Em linha com algumas das tendências mais recentes de Nova Iorque, os MGMT demonstram vontade de não barrar, ao acto de criação musical, qualquer subterfúgio estético. Dir-se-ia que, a esse propósito, aquilo que Goldwasser e VanWyngarden tão prosaicamente embrulham no trio de palavras que dá rótulo à sua música (vide Myspace) - Surf, Jungle, Country - não é mais do que a jocosa tentativa de abreviar uma massa sonora tão deliciosamente livre e completa que dificilmente qualquer classificação deixaria de ser redutora. De facto, Oracular Spectacular começa por deliciar pela luminosidade que põe na mescla de rock espacial e psicadélico (as guitarras são o trunfo), com pitadas dos melhores momentos do glam e da pop sintética e colorida (aqui valem os sintetizadores). É aí que se centra o nervo do disco, a ele se juntando o equilíbrio das réguas da produção de Dave Fridmann, a trazer ao álbum o mesmíssimo (e igualmente imparável) caleidoscópio sinfónico que emprestara aos Flaming Lips, um meio-termo entre o devaneio futurista de infantes com ilusões megalómanas e a nostalgia retro de conhecedores. Em todo o caso, o álbum sai bem da aposta numa genética simples para as canções: melodias breves, redondas e sem complexidades, ambientes com a urgência e desconforto próprios de juvenis e espírito inventivo. Nessa tentativa de, tal como outros conterrâneos da mesma geração, desenharem uma rejuvenescida arquitectura para a pop contemporânea, os MGMT desvendam em Oracular Spectacular a dose de criatividade que pode precipitá-los para as preferências de muitos melómanos não conformistas. O começo é indiscutivelmente bom, a despeito de alguns equívocos pontuais. Esperemos que nem estes, nem o sucesso instantâneo, venham a confundi-los em próximos capítulos...

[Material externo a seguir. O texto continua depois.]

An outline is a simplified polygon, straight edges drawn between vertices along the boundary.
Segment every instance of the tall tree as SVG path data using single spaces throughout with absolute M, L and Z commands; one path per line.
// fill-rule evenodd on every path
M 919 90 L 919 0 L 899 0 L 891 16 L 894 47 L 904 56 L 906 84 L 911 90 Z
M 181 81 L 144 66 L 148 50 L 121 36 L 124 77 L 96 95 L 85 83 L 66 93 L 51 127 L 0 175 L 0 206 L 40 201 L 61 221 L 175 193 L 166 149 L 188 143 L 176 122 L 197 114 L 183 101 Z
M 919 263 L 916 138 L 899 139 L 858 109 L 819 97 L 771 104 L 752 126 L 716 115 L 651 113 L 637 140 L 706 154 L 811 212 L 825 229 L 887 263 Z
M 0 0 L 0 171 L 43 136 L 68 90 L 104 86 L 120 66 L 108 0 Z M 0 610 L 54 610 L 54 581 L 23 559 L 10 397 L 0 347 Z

segunda-feira, 10 de março de 2008
Bauhaus - Go Away White
Chega agora aos escaparates mais uma das expressões de revivalismo que, nos últimos tempos, tomaram a orbe rock. Trata-se do regresso discográfico dos míticos Bauhaus, quase um quarto de século volvido desde o último registo de estúdio, Burning From the Inside (1983). Durante a curta primeira vida (1978-83) do colectivo liderado por Peter Murphy, a banda editou um quarteto de álbuns onde vincou decisivamente ao que vinha. Apostando em assumir uma descendência negra do glam-rock, Murphy e companhia colheram, a despeito de uma não muito pacífica relação com a crítica especializada, a simpatia de uma considerável legião de fãs de várias tribos e identidades. Dos adeptos da urgência e electricidade punk aos sorumbáticos góticos, dos devotos de Bowie aos experimentalistas do rock industrial, poucos foram aqueles que não sentiram o fim dos Bauhaus, mesmo com a ininterrupta (e discreta) actividade a solo de Peter Murphy ou dos restantes três Bauhaus (Daniel Ash, David J e Kevin Haskins), reunidos como Love & Rockets. De então para cá, com a excepção mais ou menos óbvia de Trent Reznor (Nine Inch Nails), poucos projectos musicais conseguiram somar algo ao vazio deixado pelo termo dos Bauhaus e, em última análise, isso atribuiu uma carga quase mitológica ao legado do quarteto britânico. O muito saudado segundo regresso aos palcos - depois de uma digressão pontual, há coisa de dez anos - com o alinhamento original da banda, já em 2006, fez crescer nostalgia e expectativas quanto a um novo trabalho que, nas palavras de Murphy, será o requiem definitivo dos Bauhaus, o canto do cisne.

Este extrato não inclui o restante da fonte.